Quand son histoire se termine, Fred et George applaudissent à tout rompre, bientôt rejoints par Ginny. Hermione n'a pas d'autre choix que de sourire, elle aussi.
— De toute façon, dit Harry, McGonagall t'adore. Elle t'adorait déjà quand on était élèves, et elle te défendra face à cette vieille trombine d'Ombrage.
— Il a raison, approuve Ron. Tout le monde connait Ombrage et sait que c'est une sadique qui casse du prof à la pelle, mais ça fait bien longtemps que plus personne ne tient compte de son avis.
— Je me moque de ce qu'elle pense. C'est sa façon de me parler devant les élèves me rend folle. J'ai eu l'impression d'apprendre à lire et de buter sur les mots à chaque fois qu'elle me reprenait, avec son toussotement insupportable, explique Hermione en plantant sa fourchette dans sa pomme de terre avec un peu trop d'enthousiasme.
— Ils s'en foutent, la rassure Ron. Quoi ? réagit-il devant le regard désapprobateur de Molly.
— J'espère que tu ne parles pas comme ça devant tes élèves, dit-elle simplement en pinçant les lèvres.
— Maman…
— Tu dois leur donner le exemple.
— Maman, je leur parle très bien, la rassure Ron.
Harry retient un sourire. Il arrivait souvent à Ron, à leurs débuts, d'avoir des expressions qui n'étaient pas adaptées aux jeunes avec lesquels il travaille. Cela a fait l'objet d'un vrai travail sur lui…
— Et toi, Harry, demande Arthur, tout se passe bien avec ta classe ? Tu es toujours à Poudlard ?
— Oui, et ma classe est géniale.

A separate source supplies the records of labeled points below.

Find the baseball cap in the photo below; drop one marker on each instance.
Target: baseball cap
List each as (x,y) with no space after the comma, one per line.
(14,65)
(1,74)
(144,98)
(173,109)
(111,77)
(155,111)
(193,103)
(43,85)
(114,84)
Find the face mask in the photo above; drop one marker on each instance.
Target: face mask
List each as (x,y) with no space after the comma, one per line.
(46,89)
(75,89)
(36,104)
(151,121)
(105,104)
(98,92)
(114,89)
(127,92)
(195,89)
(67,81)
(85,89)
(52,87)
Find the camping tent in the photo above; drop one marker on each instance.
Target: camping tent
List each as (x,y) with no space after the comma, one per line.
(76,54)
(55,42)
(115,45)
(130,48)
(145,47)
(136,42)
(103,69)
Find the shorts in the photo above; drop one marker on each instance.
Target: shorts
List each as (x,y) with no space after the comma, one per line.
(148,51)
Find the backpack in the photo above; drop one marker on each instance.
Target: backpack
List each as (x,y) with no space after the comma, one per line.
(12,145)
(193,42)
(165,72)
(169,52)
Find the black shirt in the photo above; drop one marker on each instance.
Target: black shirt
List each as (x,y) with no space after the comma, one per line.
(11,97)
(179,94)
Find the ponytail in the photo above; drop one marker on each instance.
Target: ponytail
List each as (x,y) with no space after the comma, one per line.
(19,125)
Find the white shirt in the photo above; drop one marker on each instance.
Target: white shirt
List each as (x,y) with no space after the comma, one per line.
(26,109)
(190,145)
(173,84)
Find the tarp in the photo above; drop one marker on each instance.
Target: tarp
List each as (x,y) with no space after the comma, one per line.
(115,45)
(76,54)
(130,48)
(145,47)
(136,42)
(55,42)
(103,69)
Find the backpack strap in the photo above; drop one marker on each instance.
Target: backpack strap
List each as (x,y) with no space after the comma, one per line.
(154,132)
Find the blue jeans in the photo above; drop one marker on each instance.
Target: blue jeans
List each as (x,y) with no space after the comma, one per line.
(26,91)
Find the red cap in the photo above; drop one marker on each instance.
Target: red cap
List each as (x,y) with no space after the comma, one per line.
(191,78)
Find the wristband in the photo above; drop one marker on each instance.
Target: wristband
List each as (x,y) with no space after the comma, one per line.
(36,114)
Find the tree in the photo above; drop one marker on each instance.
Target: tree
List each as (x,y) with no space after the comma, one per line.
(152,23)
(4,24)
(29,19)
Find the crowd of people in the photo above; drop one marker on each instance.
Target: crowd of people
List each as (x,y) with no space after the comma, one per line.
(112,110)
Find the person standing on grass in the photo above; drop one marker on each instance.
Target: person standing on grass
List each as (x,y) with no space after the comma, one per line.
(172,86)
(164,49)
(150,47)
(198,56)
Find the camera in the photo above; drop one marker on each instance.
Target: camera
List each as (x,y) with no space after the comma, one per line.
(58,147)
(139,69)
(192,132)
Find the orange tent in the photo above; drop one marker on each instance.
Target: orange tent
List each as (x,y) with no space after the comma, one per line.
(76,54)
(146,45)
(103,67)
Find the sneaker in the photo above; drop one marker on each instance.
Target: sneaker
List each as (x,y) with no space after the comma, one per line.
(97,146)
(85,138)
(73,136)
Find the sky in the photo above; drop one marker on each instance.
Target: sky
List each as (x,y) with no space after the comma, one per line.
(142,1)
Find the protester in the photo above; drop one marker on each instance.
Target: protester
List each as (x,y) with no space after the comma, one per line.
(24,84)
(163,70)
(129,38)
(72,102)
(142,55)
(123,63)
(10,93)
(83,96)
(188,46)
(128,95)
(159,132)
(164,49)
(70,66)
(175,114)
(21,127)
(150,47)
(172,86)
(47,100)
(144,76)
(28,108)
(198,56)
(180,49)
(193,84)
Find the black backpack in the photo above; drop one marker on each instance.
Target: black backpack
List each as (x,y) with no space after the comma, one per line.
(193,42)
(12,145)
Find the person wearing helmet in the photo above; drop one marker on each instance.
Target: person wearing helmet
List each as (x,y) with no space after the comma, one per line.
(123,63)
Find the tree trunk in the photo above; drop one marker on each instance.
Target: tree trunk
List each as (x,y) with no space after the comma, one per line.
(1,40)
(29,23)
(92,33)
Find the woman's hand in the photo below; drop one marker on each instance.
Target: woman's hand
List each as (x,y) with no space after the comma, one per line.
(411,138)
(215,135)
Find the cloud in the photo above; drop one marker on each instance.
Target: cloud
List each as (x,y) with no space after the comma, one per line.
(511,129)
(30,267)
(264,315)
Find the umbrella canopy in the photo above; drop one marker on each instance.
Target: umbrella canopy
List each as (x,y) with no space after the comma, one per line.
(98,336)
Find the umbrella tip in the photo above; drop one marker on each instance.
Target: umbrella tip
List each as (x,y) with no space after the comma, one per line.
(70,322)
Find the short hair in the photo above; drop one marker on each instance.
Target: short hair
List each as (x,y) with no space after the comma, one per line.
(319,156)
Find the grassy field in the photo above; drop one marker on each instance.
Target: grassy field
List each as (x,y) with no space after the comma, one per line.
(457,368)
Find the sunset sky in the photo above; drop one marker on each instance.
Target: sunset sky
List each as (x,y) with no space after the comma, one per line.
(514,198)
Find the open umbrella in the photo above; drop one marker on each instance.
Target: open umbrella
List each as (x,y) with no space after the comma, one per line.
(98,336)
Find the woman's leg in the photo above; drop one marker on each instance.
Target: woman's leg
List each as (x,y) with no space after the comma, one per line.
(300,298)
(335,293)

Ces enfants ont une énergie folle, ils sont assez uniques.
— Papa, tu sais bien que Harry a Rose dans sa classe… Lui rappelle Ron.
Arthur le regarde avec étonnement, puis hoche la tête. Il n'a pas de pertes de mémoire, il est juste un peu tête en l'air. Un peu trop, d'ailleurs.
— C'est vrai, j'avais oublié. Et comment ça se passe avec cette chipie ?
— Très bien. Rose est un savant mélange entre… Non, en fait, c'est le portrait de sa mère, s'amuse Harry tandis que Hermione lui adresse un regard noir.
— Ca n'est pas trop difficile d'avoir ta filleule en classe ? demande Ginny.
— Non, elle sait très bien qu'elle doit garder cela secret. En fait, je crois que c'est plus dur pour moi que pour elle. J'ai beau essayer de lui faire passer des codes, des mots de passe, de faire référence à des trucs qu'elle comprend forcément, elle ne mord jamais à l'hameçon et reste très sérieuse, indique Harry, un peu penaud.
— Harry a aussi Scorpius Malfoy dans sa classe… lâche Ron.
Harry lui jette un regard noir, mais l'intervention de Molly Weasley met rapidement fin à cette joute visuelle.
— Cette famille est maudite… Elle l'était déjà avant le décès d'Astoria, elle l'est plus encore maintenant, dit-elle d'un ton sombre.
Toute l'attention de la famille est soudainement rivée sur elle.